Vieles ist für den Sommer bereits abgesagt; und vor allem die nichtklassischen Kulturformen schauen so gut wie komplett durch die Finger: Sowohl Rockkonzerte (man steht! man tanzt! man knutscht!) als auch Discobesuche werden es noch viele Monate „ganz, ganz schwierig haben“, sagte der Gesundheitsminister. Das ist eine bittere Pille für jenen Sektor, der weit mehr als die Bühnen und die Museen kommerziell funktionieren muss. Und eine ebenso bittere Pille für eine Generation, die sich von der Politik auch sonst nicht immer abgeholt fühlt.
Es sind Öffnungen, maßgeschneidert für die, die zuletzt am publikumswirksamsten aufbegehrt haben.
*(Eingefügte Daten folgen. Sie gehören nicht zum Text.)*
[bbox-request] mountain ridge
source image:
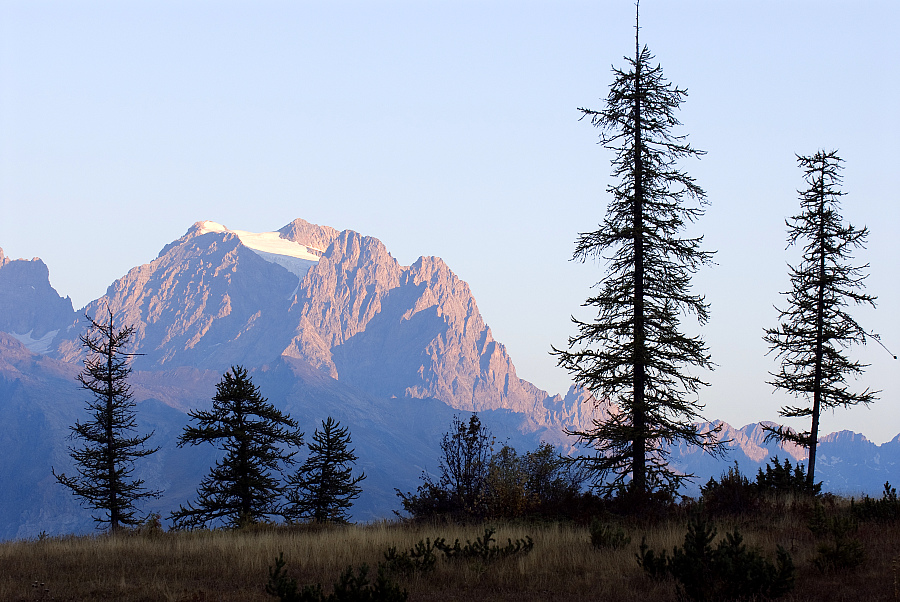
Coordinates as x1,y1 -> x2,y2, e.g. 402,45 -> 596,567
0,219 -> 900,538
Kabarettisten (auch schon wurscht!) können bald wieder spielen, die fürs heimische Selbstbild wichtigen Festspiele in Salzburg müssen nicht völlig entfallen, die repräsentativen Konzerte in Grafenegg auch nicht.
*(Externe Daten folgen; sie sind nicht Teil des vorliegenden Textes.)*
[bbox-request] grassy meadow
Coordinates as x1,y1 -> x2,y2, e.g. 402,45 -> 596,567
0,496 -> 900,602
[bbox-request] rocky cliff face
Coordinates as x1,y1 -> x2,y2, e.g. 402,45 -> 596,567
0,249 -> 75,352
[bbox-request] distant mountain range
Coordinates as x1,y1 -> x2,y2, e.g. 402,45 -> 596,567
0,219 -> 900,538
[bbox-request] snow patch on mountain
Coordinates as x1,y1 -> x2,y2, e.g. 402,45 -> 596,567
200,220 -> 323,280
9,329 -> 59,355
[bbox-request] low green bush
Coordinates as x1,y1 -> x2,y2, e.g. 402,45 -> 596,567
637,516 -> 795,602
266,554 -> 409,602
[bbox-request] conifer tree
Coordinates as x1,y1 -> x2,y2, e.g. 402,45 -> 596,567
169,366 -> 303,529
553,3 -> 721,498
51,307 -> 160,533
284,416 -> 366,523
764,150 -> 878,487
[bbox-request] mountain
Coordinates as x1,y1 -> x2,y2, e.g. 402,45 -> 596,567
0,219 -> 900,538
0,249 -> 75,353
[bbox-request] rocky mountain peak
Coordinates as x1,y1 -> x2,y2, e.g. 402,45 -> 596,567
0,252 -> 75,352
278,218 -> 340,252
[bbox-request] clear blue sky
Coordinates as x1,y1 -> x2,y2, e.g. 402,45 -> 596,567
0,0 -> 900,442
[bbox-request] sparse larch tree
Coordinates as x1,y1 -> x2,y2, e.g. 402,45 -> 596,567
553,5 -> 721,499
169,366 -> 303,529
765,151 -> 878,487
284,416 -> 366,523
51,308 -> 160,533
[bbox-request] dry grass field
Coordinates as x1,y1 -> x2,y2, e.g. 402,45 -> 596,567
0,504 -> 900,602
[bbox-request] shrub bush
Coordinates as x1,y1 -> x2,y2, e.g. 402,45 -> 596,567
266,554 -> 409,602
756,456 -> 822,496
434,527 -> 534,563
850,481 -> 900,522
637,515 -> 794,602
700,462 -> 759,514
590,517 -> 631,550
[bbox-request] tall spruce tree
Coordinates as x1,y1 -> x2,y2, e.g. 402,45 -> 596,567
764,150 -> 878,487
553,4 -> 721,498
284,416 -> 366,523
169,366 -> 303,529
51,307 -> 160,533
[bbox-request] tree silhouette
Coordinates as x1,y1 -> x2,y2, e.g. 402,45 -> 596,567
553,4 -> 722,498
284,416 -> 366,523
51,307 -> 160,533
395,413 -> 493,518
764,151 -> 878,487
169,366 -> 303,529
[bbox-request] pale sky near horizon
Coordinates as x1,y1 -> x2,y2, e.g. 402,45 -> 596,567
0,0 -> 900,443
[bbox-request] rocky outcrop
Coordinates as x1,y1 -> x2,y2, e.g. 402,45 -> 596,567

Anderes jedoch sehr wohl: Die Bregenzer Festspiele finden erstmals seit 1946 nicht statt; dort ist keine Wirtschaftlichkeit herstellbar.
Und die Veranstalter der publikumswirksamsten Rock- und Popkonzerte stehen immer noch vor dem Nichts.
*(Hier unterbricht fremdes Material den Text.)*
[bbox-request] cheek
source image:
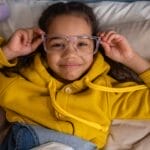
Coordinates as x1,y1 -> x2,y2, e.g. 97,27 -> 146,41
47,54 -> 60,68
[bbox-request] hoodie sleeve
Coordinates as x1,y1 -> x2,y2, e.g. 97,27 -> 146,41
0,37 -> 17,68
108,69 -> 150,120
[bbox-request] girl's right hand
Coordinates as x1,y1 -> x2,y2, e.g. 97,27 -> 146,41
2,28 -> 44,60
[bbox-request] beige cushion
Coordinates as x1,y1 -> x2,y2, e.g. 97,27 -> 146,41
100,20 -> 150,60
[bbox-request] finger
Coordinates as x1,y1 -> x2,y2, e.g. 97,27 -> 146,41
104,31 -> 116,41
107,33 -> 121,44
101,42 -> 111,56
31,37 -> 42,51
15,29 -> 28,45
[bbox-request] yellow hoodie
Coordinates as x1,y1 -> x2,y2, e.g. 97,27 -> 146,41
0,39 -> 150,148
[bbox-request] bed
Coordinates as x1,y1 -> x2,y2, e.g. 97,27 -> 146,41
0,0 -> 150,150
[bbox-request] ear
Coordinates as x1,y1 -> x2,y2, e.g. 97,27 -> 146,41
0,2 -> 10,22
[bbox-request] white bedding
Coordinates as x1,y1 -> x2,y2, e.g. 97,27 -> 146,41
0,0 -> 150,38
0,0 -> 150,150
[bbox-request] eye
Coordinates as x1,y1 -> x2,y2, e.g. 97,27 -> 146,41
50,43 -> 65,49
77,41 -> 89,48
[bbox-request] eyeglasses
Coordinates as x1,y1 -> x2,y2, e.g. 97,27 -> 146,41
42,34 -> 100,55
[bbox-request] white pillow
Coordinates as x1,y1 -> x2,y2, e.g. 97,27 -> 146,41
100,20 -> 150,60
93,1 -> 150,27
0,0 -> 150,38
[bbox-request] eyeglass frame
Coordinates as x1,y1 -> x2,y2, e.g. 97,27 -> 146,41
41,34 -> 101,55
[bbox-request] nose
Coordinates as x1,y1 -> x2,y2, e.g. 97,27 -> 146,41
64,41 -> 78,55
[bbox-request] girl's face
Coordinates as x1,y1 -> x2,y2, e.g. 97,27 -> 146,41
47,15 -> 94,81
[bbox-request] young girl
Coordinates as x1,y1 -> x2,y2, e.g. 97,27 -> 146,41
0,2 -> 150,148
Denn das Kulturthema ist zweischneidig: Es geht einerseits um Schaffen und Sehen; andererseits auch um Zehntausende Arbeitende. Es war in der Präsentation von Werner Kogler und Rudolf Anschober auch wieder die Rede von aufgestockten, erweiterten, ergänzten Finanzhilfekonzepten für Künstler und Kulturschaffende. Hier ist Dringlichkeit geboten; trotz der neuen Aussichten stehen viele Kulturschaffende immer noch akut vor dem finanziellen Abgrund.
Kultur um welchen Preis
Bei der nunmehrig rasch eingeschobenen Präsentation der Kulturpläne ging es natürlich auch um etwas anderes. Noch am Donnerstag hieß es, der Kulturfahrplan sei noch nicht präsentationsbereit. Dass er es nun doch war, lag nicht nur an der Notwendigkeit einer guten Message nach dem Lunacek-Rücktritt. Der Schrecken über die Vehemenz und Haltlosigkeit des Künstlerprotests dürfte zumindest bei den Grünen groß sein. So groß, dass die Kultur zumindest auf absehbare Zeit nicht mehr so krass unterspielt wird, wie sie es zuletzt erleiden musste.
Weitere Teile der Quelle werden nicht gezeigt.